New research by Brooks Holtom, associate professor of management at Georgetown’s McDonough School of Business, finds that who you are connected to matters most.
“The degree to which an individual is connected to people with strong, positive reputations means it is less likely for them to leave their current job,” Holtom said. “It is hard to replicate that social network when you move to a new firm. It can be done, but it will take months or years to develop those relationships of trust with people who have strong reputations.”
Together with co-authors Gary A. Ballinger and Rob Cross, both from the University of Virginia, Holtom analyzed the social networks of employees in two different large firms, one a consulting firm and another a technology firm. Then, they waited 18 months to see who stayed and was successful at each firm, and who quit to accept opportunities elsewhere. The researchers found that employees who were more connected to people with strong reputations were more likely to stay. Those who were not as well connected were more likely to quit. As demonstrated by other research Holtom and colleagues have published, this elevated turnover can be very costly for organizations.
Holtom advises companies to regularly evaluate intrafirm social networks, including measures of employees' reputations. While this research demonstrates that people who are well-connected to others and have strong reputations are less likely to leave, when they do leave the losses can be extensive.

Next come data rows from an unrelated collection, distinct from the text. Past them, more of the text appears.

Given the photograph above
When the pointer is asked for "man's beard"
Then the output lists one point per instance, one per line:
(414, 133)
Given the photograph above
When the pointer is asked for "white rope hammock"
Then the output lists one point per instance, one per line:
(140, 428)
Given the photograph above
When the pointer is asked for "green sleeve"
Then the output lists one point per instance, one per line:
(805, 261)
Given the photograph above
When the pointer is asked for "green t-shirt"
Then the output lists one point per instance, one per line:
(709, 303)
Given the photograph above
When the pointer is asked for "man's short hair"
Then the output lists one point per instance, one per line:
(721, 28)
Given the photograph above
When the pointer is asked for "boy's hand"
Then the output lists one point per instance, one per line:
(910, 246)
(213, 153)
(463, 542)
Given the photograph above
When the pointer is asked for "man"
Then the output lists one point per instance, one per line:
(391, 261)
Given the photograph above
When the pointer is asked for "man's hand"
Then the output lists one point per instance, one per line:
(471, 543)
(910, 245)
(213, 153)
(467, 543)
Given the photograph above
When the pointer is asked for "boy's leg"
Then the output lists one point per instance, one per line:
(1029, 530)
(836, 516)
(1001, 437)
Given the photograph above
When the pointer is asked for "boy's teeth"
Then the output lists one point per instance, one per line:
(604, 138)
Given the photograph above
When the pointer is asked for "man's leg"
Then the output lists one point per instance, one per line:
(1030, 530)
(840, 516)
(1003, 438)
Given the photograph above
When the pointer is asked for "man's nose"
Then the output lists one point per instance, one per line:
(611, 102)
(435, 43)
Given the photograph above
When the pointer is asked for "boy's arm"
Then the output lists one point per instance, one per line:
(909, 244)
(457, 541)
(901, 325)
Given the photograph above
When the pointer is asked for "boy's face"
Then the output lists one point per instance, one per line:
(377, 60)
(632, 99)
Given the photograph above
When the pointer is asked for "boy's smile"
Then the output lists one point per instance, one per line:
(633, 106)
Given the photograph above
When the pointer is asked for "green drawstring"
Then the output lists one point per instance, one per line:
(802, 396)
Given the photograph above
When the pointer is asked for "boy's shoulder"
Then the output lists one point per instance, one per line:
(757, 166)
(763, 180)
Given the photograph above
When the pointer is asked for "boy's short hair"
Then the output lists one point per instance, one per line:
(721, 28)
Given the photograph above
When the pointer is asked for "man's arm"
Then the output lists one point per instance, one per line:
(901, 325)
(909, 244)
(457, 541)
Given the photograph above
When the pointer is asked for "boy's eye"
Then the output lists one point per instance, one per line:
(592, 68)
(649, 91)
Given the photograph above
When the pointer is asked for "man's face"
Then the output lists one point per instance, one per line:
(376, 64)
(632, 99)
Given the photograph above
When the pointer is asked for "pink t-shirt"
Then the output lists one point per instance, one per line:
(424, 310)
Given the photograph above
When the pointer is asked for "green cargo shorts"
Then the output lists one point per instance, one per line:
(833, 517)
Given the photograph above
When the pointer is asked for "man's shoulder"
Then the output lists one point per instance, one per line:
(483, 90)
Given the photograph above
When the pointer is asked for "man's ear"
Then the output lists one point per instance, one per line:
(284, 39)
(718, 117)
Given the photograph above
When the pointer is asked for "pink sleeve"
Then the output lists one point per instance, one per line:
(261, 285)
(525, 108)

Not only is the social network disrupted in important ways, but others often follow them, creating a sort of “pied piper” effect.
The authors also argue that employees who have strong reputations and are highly sought after by other colleagues for advice are unusually valuable to organizations. Companies should identify these employees and target their retention efforts on them. Employees at all levels who are sought out by others are highly valuable because of the access to information that they have. Employees who are connected to multiple groups have tremendous value because they bridge structural holes. However, this effect is most pronounced for people in leadership positions. Because of their unique location, they can gain greater advantage by brokering information across groups.
This research was published in the January 2016 issue of the Journal of Applied Psychology.